By varying the cost of freeing a node, we can use the neoSBM to produce a graphical diagnostic of the interior of the space between the metadata partition and the inferred community partition. In this way, the neoSBM can shed light on how the metadata and inferred community partitions are related, beyond direct comparison of the partitions via standard techniques such as normalized mutual information or the Rand index. As the cost of freeing nodes is reduced, the neoSBM creates a path through the space of partitions from metadata to the optimal community partition and, as it does so, we monitor the improvement of the partition by the increase in SBM log likelihood. A steady increase indicates that the neoSBM is incrementally refining the metadata partition until it matches the globally optimal SBM communities. This behavior implies that the metadata and community partitions represent related aspects of the network structure. On the other hand, if the SBM likelihood remains constant for a substantial range of θ, followed by a sharp increase or jump, then it indicates that the neoSBM has moved from one local optimum to another. Multiple plateaus and jumps indicate that several local optima have been traversed, revealing that the partitions are capturing different aspects of the network’s structure.

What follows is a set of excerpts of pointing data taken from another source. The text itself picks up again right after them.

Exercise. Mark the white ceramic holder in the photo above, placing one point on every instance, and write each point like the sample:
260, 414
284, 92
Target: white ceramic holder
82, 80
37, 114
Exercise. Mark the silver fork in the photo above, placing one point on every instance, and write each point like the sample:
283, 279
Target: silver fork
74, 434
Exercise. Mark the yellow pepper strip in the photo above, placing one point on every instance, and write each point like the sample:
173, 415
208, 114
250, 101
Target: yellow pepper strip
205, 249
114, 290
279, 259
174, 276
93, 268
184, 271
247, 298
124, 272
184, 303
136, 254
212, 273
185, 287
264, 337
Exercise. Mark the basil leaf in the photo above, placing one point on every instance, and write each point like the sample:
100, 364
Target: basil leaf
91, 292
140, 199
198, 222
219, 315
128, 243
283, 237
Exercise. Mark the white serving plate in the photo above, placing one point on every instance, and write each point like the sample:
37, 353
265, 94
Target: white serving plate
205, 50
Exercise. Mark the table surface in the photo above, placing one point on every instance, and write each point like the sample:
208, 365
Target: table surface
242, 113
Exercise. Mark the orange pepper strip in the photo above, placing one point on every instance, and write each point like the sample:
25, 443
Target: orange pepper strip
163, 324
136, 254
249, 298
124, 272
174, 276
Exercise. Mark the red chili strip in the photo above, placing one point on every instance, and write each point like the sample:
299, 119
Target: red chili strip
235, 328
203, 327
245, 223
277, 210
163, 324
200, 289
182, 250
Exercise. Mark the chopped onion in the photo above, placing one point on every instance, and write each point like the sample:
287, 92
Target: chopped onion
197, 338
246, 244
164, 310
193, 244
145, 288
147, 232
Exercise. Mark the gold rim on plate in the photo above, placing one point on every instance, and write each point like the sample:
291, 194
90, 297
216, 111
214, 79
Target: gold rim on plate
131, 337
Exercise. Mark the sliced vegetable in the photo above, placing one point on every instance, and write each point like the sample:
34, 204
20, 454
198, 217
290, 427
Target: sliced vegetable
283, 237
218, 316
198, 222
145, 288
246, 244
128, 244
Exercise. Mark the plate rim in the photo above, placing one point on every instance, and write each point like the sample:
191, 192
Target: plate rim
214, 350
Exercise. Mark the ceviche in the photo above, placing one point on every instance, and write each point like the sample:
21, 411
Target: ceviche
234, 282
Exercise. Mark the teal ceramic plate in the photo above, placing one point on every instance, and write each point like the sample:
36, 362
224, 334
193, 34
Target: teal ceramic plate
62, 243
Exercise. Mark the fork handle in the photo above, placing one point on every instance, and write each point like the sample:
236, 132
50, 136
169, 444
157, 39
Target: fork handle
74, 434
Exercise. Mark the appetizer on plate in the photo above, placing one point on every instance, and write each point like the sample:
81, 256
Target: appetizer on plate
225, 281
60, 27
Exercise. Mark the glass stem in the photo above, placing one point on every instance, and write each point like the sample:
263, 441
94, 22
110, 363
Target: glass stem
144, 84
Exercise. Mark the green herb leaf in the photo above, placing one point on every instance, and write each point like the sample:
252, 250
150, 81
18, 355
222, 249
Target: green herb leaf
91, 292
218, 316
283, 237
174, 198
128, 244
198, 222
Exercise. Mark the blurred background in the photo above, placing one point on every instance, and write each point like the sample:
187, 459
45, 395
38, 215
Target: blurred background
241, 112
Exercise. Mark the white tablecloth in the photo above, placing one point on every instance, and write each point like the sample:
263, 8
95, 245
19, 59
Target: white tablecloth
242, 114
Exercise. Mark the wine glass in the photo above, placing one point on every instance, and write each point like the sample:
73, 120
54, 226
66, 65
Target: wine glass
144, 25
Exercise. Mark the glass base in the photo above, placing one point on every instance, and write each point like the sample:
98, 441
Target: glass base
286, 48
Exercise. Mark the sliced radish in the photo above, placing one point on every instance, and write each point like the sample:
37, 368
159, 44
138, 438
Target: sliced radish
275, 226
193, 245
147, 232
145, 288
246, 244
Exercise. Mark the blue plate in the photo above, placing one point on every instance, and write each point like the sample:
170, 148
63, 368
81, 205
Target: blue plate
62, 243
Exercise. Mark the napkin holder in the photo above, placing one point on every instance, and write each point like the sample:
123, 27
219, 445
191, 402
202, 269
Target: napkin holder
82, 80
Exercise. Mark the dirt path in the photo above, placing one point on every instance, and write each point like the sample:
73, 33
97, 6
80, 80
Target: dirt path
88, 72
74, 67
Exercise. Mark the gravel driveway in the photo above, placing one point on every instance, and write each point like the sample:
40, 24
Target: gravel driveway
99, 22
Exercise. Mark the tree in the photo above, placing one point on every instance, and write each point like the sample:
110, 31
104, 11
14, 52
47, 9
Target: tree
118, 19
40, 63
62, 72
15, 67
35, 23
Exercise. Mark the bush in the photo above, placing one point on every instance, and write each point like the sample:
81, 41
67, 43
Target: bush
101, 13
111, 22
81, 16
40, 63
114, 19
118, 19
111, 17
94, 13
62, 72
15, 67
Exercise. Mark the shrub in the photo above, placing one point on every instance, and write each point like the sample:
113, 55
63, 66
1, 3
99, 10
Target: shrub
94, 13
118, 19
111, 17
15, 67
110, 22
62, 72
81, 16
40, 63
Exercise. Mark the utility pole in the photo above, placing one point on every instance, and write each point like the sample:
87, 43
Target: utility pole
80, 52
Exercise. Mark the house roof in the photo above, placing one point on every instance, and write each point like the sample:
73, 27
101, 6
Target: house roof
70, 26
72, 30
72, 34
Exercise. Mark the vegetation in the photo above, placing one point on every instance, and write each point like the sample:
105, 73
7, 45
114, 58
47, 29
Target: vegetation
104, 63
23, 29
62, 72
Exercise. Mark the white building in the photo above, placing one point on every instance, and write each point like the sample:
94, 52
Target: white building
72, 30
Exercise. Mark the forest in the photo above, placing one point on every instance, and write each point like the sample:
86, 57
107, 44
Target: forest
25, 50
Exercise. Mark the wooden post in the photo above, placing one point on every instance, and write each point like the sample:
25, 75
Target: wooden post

To demonstrate the usage of the neoSBM, we examine the path between partitions for a synthetic network with four locally optimal partitions, which correspond to the four distinct peaks in the surface plot (Fig. 3A; see Supplementary Text A for a complete description of synthetic network generation). We take the partition of the lowest of these peaks as metadata and use the neoSBM to generate a path to the globally optimal partition by varying the θ parameter of the neoSBM from 0 to 1. The corresponding changes in the SBM log likelihood and the number of free nodes show three discontinuous jumps (Fig. 3C), one for each time the model encounters a new locally optimal partition.

Fig. 3. The neoSBM on synthetic data.

Fig. 3

(A) The stochastic blockmodel likelihood surface shows four distinct peaks corresponding to a sequence of locally optimal partitions. (B) Block density diagrams depict community structure for locally optimal partitions, where darker color indicates higher probability of interaction. (C) The neoSBM, with partition 1 as the metadata partition, interpolates between partition 1 and the globally optimal stochastic blockmodel partition 4. The number of free nodes q and stochastic blockmodel log likelihood as a function of θ show three discontinuous jumps as the neoSBM traverses each of the locally optimal partitions (1 to 4).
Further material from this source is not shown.